Input: predictors $\mathbf{X} = (\mathbf{x}_1, \dots, \mathbf{x}_n)$ and true classifications $\mathbf{Y} = (\mathbf{y}_1, \dots, \mathbf{y}_n)$, some initial values for the $\boldsymbol{\beta}$ parameters, and some learning rate $\eta > 0$.
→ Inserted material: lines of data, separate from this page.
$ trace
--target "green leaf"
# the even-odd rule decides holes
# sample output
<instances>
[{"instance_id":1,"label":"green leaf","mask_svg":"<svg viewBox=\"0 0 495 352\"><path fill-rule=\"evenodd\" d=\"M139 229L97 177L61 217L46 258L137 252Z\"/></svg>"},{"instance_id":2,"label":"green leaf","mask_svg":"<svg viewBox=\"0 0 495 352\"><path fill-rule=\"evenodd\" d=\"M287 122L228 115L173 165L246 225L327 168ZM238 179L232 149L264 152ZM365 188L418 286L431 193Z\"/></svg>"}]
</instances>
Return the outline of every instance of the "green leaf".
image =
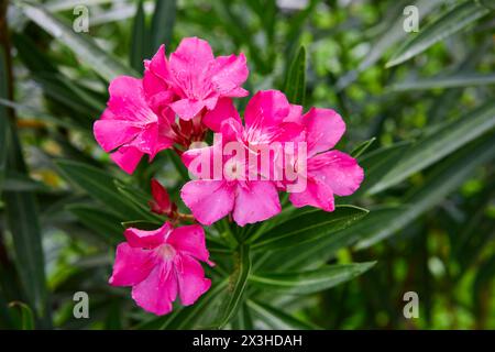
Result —
<instances>
[{"instance_id":1,"label":"green leaf","mask_svg":"<svg viewBox=\"0 0 495 352\"><path fill-rule=\"evenodd\" d=\"M364 141L362 143L360 143L359 145L356 145L356 147L354 147L351 152L351 156L352 157L360 157L364 152L367 151L367 148L373 144L373 142L376 141L376 138L372 138L367 141Z\"/></svg>"},{"instance_id":2,"label":"green leaf","mask_svg":"<svg viewBox=\"0 0 495 352\"><path fill-rule=\"evenodd\" d=\"M250 248L241 244L237 254L235 270L230 276L229 300L220 320L220 328L223 328L235 316L251 273Z\"/></svg>"},{"instance_id":3,"label":"green leaf","mask_svg":"<svg viewBox=\"0 0 495 352\"><path fill-rule=\"evenodd\" d=\"M9 91L8 55L0 48L0 98L11 99ZM0 190L7 170L28 177L18 132L12 116L0 107ZM44 272L42 234L35 198L29 191L3 191L6 228L12 235L15 265L24 295L33 307L40 326L51 327L51 314Z\"/></svg>"},{"instance_id":4,"label":"green leaf","mask_svg":"<svg viewBox=\"0 0 495 352\"><path fill-rule=\"evenodd\" d=\"M292 103L302 106L306 96L306 48L301 46L287 74L285 95Z\"/></svg>"},{"instance_id":5,"label":"green leaf","mask_svg":"<svg viewBox=\"0 0 495 352\"><path fill-rule=\"evenodd\" d=\"M119 218L113 213L84 205L70 205L66 208L87 228L98 233L106 243L114 245L123 241L123 229Z\"/></svg>"},{"instance_id":6,"label":"green leaf","mask_svg":"<svg viewBox=\"0 0 495 352\"><path fill-rule=\"evenodd\" d=\"M465 74L420 78L393 85L391 91L425 90L437 88L459 88L495 84L495 74Z\"/></svg>"},{"instance_id":7,"label":"green leaf","mask_svg":"<svg viewBox=\"0 0 495 352\"><path fill-rule=\"evenodd\" d=\"M91 67L102 78L111 80L121 75L138 75L133 69L102 51L87 34L76 33L69 25L55 18L43 7L24 1L20 1L19 4L30 20L57 41L67 45L82 63Z\"/></svg>"},{"instance_id":8,"label":"green leaf","mask_svg":"<svg viewBox=\"0 0 495 352\"><path fill-rule=\"evenodd\" d=\"M435 134L415 143L369 194L377 194L397 185L410 175L440 161L461 146L475 140L495 127L495 103L488 102L481 108L454 120Z\"/></svg>"},{"instance_id":9,"label":"green leaf","mask_svg":"<svg viewBox=\"0 0 495 352\"><path fill-rule=\"evenodd\" d=\"M429 211L457 189L471 173L495 156L495 134L479 139L440 163L425 180L425 186L414 191L406 200L407 207L382 220L382 224L370 229L355 248L366 249L405 228L422 213Z\"/></svg>"},{"instance_id":10,"label":"green leaf","mask_svg":"<svg viewBox=\"0 0 495 352\"><path fill-rule=\"evenodd\" d=\"M155 1L151 31L153 51L156 51L162 44L165 44L165 47L170 44L176 11L176 0Z\"/></svg>"},{"instance_id":11,"label":"green leaf","mask_svg":"<svg viewBox=\"0 0 495 352\"><path fill-rule=\"evenodd\" d=\"M114 179L107 172L73 161L57 161L55 165L65 178L82 188L89 196L105 205L107 211L120 219L143 219L148 216L130 201L125 201L127 199L117 189Z\"/></svg>"},{"instance_id":12,"label":"green leaf","mask_svg":"<svg viewBox=\"0 0 495 352\"><path fill-rule=\"evenodd\" d=\"M251 275L250 283L263 290L274 289L295 295L312 294L350 280L373 265L375 262L324 265L317 270L295 273L258 273Z\"/></svg>"},{"instance_id":13,"label":"green leaf","mask_svg":"<svg viewBox=\"0 0 495 352\"><path fill-rule=\"evenodd\" d=\"M277 330L316 330L319 327L289 316L272 306L256 300L248 300L248 307L268 328Z\"/></svg>"},{"instance_id":14,"label":"green leaf","mask_svg":"<svg viewBox=\"0 0 495 352\"><path fill-rule=\"evenodd\" d=\"M355 221L349 228L332 233L332 235L319 239L317 242L307 242L271 253L266 260L260 263L258 270L282 273L284 271L317 268L333 258L339 250L353 245L374 229L383 227L384 221L388 221L399 211L402 209L397 206L372 208L365 218Z\"/></svg>"},{"instance_id":15,"label":"green leaf","mask_svg":"<svg viewBox=\"0 0 495 352\"><path fill-rule=\"evenodd\" d=\"M162 318L161 329L184 330L195 328L197 321L202 318L201 316L215 308L213 306L218 302L218 298L222 297L221 293L226 290L227 285L227 279L219 283L213 282L211 289L201 296L194 306L183 308L168 319ZM215 310L215 312L217 311Z\"/></svg>"},{"instance_id":16,"label":"green leaf","mask_svg":"<svg viewBox=\"0 0 495 352\"><path fill-rule=\"evenodd\" d=\"M9 70L3 47L0 46L0 99L9 99ZM0 106L0 195L7 175L7 148L9 141L9 112Z\"/></svg>"},{"instance_id":17,"label":"green leaf","mask_svg":"<svg viewBox=\"0 0 495 352\"><path fill-rule=\"evenodd\" d=\"M260 240L250 239L254 250L279 250L315 241L349 227L367 213L366 209L353 206L338 206L333 212L308 211L274 227Z\"/></svg>"},{"instance_id":18,"label":"green leaf","mask_svg":"<svg viewBox=\"0 0 495 352\"><path fill-rule=\"evenodd\" d=\"M22 301L13 301L9 304L11 310L15 310L18 314L18 328L19 330L34 330L34 314L33 310Z\"/></svg>"},{"instance_id":19,"label":"green leaf","mask_svg":"<svg viewBox=\"0 0 495 352\"><path fill-rule=\"evenodd\" d=\"M408 61L435 43L466 28L488 12L490 10L481 6L477 1L470 0L457 6L437 21L421 29L418 35L406 41L385 66L392 67Z\"/></svg>"},{"instance_id":20,"label":"green leaf","mask_svg":"<svg viewBox=\"0 0 495 352\"><path fill-rule=\"evenodd\" d=\"M143 59L148 55L147 43L150 34L146 31L144 18L143 0L140 0L136 7L134 23L132 26L131 51L129 62L136 72L143 72Z\"/></svg>"},{"instance_id":21,"label":"green leaf","mask_svg":"<svg viewBox=\"0 0 495 352\"><path fill-rule=\"evenodd\" d=\"M443 0L394 1L394 4L387 10L387 13L381 18L378 24L380 35L376 36L376 40L373 40L370 50L366 55L364 55L358 68L350 70L339 78L336 84L337 89L342 90L346 88L358 79L361 73L375 65L391 47L397 45L397 43L410 35L410 33L404 31L404 9L407 6L415 6L418 9L418 21L421 23L429 12L441 6L443 2Z\"/></svg>"},{"instance_id":22,"label":"green leaf","mask_svg":"<svg viewBox=\"0 0 495 352\"><path fill-rule=\"evenodd\" d=\"M187 170L186 166L184 165L183 161L180 160L180 156L177 155L174 151L167 151L168 157L170 158L172 164L174 164L175 169L179 174L183 180L189 179L189 172Z\"/></svg>"}]
</instances>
For $\mathrm{iteration} = 1, \dots, \mathrm{MaxIterations}$:
$\quad$ (Optional) Randomly shuffle the data inside $\mathbf{X}$, $\mathbf{Y}$
$\quad$ For $i = 1, \dots, n$:
$\quad$ $\quad$ Make a prediction $\hat{\mathbf{y}}_i \gets f(\mathbf{x}_i; \boldsymbol{\beta})$
$\quad$ $\quad$ Calculate the loss $L(\boldsymbol{\beta} \mid \hat{\mathbf{y}}_i, \mathbf{y}_i)$ based on prediction $\hat{\mathbf{y}}_i$ and real value $\mathbf{y}_i$
$\quad$ $\quad$ Get all derivatives $\boldsymbol{\nabla}_{[i]} \gets \bigl( (\mathrm{d} / \mathrm{d}\beta_1) \, L(\boldsymbol{\beta}), \dots, (\mathrm{d} / \mathrm{d}\beta_p) \, L(\boldsymbol{\beta}) \bigr)$ at once by back propagation
$\quad$ $\quad$ Finally update the parameters $\boldsymbol{\beta} \gets \boldsymbol{\beta} - \eta \boldsymbol{\nabla}_{[i]}$

How does it work? Lots of the chain rule. Check out https://arxiv.org/abs/1502.05767 for all the details.
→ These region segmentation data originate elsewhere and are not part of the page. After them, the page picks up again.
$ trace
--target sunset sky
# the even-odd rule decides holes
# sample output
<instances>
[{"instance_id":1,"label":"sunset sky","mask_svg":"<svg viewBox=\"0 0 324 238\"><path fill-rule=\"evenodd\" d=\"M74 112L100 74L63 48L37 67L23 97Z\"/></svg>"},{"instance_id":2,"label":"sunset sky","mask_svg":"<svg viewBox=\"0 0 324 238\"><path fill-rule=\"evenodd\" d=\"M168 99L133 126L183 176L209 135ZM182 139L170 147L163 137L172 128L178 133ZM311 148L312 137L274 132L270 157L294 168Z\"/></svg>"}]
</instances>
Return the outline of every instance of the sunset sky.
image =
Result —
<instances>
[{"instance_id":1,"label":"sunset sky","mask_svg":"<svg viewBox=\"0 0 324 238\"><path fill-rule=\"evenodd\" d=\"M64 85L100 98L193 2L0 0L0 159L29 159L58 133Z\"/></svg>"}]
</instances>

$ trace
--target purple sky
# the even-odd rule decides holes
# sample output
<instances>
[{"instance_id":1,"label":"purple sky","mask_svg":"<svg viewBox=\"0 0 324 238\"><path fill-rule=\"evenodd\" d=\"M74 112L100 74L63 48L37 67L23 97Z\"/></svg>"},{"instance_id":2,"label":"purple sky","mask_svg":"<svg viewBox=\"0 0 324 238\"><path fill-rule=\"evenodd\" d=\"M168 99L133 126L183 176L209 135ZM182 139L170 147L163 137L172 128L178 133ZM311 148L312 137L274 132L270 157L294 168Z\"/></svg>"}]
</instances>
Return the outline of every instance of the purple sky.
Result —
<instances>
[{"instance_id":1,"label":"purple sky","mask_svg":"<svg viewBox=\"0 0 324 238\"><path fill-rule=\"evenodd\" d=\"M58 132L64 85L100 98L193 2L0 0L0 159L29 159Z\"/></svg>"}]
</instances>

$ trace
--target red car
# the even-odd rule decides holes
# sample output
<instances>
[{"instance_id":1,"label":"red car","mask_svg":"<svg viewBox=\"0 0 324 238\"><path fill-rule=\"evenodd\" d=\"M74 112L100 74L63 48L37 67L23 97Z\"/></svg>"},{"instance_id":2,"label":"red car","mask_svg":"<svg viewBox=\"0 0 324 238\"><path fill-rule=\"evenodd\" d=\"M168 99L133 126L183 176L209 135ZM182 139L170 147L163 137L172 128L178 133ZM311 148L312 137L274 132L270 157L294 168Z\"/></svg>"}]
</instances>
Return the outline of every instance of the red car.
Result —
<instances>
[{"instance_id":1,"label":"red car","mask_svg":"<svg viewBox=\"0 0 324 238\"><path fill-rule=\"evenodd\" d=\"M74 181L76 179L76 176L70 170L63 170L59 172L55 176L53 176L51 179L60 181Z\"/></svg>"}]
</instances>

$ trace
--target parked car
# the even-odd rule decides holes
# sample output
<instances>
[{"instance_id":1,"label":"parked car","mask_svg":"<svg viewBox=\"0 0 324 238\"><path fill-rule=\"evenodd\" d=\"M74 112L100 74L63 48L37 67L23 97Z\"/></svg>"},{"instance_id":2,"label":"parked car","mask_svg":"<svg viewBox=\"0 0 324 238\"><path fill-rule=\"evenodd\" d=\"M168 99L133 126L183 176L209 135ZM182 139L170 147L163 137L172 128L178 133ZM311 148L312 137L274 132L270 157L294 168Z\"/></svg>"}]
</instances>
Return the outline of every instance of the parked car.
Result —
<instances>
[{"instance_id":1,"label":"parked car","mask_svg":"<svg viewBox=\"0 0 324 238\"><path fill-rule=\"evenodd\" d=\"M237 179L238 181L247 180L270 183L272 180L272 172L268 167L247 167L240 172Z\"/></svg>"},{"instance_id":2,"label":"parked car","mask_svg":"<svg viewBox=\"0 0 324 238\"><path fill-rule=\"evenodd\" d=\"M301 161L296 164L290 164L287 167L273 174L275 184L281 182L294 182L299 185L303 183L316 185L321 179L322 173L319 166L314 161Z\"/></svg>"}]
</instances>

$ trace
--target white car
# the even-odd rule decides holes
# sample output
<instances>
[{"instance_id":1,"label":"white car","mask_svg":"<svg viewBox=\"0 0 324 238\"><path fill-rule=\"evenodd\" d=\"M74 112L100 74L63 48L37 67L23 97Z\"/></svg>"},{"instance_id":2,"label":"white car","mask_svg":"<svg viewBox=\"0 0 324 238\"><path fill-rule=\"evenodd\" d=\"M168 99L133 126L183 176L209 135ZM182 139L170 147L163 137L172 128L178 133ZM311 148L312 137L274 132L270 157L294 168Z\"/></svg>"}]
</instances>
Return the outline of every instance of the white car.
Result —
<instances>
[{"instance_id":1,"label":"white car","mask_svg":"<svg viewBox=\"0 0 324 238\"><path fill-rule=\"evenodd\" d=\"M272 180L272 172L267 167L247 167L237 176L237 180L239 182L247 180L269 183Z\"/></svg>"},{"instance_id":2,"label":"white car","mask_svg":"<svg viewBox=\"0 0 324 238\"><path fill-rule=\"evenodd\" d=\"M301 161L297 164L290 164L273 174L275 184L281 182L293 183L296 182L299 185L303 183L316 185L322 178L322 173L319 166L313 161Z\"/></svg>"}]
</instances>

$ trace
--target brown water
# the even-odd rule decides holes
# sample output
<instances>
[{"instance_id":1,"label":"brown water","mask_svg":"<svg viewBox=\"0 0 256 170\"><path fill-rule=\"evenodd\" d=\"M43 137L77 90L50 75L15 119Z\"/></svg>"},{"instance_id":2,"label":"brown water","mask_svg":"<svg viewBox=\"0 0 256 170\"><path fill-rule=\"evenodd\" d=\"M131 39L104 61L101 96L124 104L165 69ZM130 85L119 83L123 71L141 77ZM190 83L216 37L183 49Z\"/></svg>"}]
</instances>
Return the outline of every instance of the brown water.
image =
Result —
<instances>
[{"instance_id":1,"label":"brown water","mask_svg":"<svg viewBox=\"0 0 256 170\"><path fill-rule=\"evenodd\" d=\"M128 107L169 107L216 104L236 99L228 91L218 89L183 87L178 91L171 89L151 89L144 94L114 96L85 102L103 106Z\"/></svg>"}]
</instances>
Mini-batch gradient descent¶

Input: predictors $\mathbf{X} = (\mathbf{x}_1, \dots, \mathbf{x}_n)$ and true classifications $\mathbf{Y} = (\mathbf{y}_1, \dots, \mathbf{y}_n)$, some initial values for the $\boldsymbol{\beta}$ parameters, and some learning rate $\eta > 0$. Also, choose some mini batch size, e.g., $B = 10^3$.
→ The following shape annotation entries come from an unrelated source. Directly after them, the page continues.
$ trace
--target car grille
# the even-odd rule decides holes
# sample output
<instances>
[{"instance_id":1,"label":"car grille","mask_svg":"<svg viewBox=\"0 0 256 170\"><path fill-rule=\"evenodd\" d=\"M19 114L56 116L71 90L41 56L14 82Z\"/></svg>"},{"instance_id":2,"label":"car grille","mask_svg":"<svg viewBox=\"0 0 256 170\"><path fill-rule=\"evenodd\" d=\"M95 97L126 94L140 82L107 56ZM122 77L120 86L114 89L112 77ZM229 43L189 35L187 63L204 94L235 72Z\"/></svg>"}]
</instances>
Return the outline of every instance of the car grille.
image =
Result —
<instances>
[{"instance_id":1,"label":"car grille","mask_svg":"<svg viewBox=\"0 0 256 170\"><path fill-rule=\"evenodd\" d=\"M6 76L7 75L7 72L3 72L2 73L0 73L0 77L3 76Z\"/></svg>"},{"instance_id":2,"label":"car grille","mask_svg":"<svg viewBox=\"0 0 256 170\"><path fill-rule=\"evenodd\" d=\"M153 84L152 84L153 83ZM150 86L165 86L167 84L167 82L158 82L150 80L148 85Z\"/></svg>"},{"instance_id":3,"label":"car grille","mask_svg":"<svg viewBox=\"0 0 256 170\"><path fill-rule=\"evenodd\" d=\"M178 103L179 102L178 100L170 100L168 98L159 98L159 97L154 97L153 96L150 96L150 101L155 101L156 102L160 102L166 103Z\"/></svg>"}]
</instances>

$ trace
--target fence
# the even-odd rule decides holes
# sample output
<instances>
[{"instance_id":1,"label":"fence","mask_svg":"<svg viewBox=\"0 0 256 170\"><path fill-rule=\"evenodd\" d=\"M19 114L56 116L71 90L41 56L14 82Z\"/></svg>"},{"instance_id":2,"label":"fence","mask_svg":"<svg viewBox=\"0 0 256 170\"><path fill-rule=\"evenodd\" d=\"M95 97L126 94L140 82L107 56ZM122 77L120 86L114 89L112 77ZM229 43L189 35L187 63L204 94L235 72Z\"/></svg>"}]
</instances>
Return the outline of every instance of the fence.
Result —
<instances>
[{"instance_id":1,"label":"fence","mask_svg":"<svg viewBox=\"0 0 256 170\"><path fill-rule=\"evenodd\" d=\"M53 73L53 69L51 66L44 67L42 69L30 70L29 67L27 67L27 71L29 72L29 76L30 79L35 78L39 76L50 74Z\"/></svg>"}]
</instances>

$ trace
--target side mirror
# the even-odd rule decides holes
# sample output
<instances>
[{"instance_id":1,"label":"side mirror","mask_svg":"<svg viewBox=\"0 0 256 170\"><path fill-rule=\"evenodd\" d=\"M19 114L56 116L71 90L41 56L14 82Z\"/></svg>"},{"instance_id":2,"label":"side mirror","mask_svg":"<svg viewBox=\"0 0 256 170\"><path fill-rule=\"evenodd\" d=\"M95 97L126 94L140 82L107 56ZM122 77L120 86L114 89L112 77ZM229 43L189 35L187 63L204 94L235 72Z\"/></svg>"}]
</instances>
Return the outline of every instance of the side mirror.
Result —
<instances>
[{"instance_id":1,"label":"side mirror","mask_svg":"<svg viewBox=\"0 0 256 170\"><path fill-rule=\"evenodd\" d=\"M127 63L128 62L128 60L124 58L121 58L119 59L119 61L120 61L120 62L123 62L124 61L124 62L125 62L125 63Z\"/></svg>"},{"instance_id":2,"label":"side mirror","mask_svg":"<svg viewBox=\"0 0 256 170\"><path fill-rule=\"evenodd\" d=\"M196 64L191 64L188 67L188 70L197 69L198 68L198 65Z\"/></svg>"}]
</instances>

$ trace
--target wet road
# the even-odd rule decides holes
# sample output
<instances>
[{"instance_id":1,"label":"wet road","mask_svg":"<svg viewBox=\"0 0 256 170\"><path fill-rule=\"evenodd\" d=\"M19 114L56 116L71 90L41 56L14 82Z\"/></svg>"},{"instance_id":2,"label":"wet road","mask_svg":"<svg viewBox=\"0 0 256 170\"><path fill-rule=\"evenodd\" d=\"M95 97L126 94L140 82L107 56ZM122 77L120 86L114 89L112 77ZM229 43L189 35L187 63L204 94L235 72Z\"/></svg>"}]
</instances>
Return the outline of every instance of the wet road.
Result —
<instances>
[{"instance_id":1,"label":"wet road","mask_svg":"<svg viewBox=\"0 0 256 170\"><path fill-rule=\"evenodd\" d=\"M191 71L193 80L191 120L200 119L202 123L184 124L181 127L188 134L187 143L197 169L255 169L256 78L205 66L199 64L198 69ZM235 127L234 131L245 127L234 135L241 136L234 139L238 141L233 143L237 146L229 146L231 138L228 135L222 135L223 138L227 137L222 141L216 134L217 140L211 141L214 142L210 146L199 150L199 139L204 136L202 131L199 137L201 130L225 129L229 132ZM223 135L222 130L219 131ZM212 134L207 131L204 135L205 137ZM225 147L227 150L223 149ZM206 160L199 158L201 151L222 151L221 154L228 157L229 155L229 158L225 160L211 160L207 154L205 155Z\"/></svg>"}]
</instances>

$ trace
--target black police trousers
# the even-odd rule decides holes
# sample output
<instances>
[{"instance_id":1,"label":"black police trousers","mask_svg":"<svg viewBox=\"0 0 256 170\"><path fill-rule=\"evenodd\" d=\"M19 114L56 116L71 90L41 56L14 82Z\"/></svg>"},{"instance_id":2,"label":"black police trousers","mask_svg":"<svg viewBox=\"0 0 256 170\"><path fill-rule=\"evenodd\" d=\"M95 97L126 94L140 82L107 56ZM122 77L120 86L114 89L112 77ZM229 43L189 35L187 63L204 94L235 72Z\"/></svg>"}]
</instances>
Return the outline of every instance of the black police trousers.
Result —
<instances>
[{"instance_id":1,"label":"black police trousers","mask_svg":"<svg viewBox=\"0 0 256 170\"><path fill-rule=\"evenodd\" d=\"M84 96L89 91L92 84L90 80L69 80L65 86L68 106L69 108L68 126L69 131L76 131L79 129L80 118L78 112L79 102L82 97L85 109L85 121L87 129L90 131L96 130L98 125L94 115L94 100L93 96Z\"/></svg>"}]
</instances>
For $\mathrm{iteration} = 1, \dots, \mathrm{MaxIterations}$:
$\quad$ (Optional) Randomly shuffle the data inside $\mathbf{X}$, $\mathbf{Y}$
$\quad$ Split the $n$ data points into batches of size $B$
$\quad$ For each batch $b = 1, \dots, B$:
$\quad$ $\quad$ Make the predictions $\hat{\mathbf{y}}_i \gets f(\mathbf{x}_i; \boldsymbol{\beta})$ for all the samples in batch $b$ in parallel
$\quad$ $\quad$ Calculate the loss for each sample in the batch in parallel
$\quad$ $\quad$ Get derivative vector $\boldsymbol{\nabla}_{[i]}$ for each sample in batch $b$ in parallel using back propagation
$\quad$ $\quad$ Average out these gradients to get $\boldsymbol{\nabla}_{b}$
$\quad$ $\quad$ Update the parameters $\boldsymbol{\beta} \gets \boldsymbol{\beta} - \eta \boldsymbol{\nabla}_{b}$

With GPUs, parallel work becomes easy.

Modern ML vs Old ML¶

Previously, spent a lot of time in pre-processing the input using expert domain knowledge.

Examples:

• In facial recognition, the distance between facial features (e.g. between eyes) and their ratios was deemed essential by computer vision experts, so they made specialised programs to calculate these numbers. See https://youtu.be/cunJJSxPMHA
• E.g. in my speaker recognition project, I translated voices into their spectral densities, and truncated the spectrums based on knowledge of human speech compression (e.g. over phone lines). https://pat-laub.github.io/2017/12/14/voice-classification.html

Nowadays, a tendency to throw the raw data into a very deep network and let it figure out the best pre-processing steps. Called end-to-end learning.

Previously, worried about overfitting¶

Now, using a proper train/validation/test split of the data and regularisation it isn't such a problem.

Regularisation is the idea that we should penalise complexity of the model. A super simple way is lasso regularisation, which adds a term to our loss function:

$$\Rightarrow L(\boldsymbol{\beta}; \lambda) = - \sum_{i=1}^n \sum_{k=1}^K y^{[i]}_k \log\bigl( f(\mathbf{x}^{[i]}; \boldsymbol{\beta})_k \bigr) + \lambda \sum_{p=1}^P | \beta_p | .$$

What does this do? As $\lambda \nearrow \infty$, many $\beta_p$ parameters become 0, so the neural network becomes simpler (it has less connections).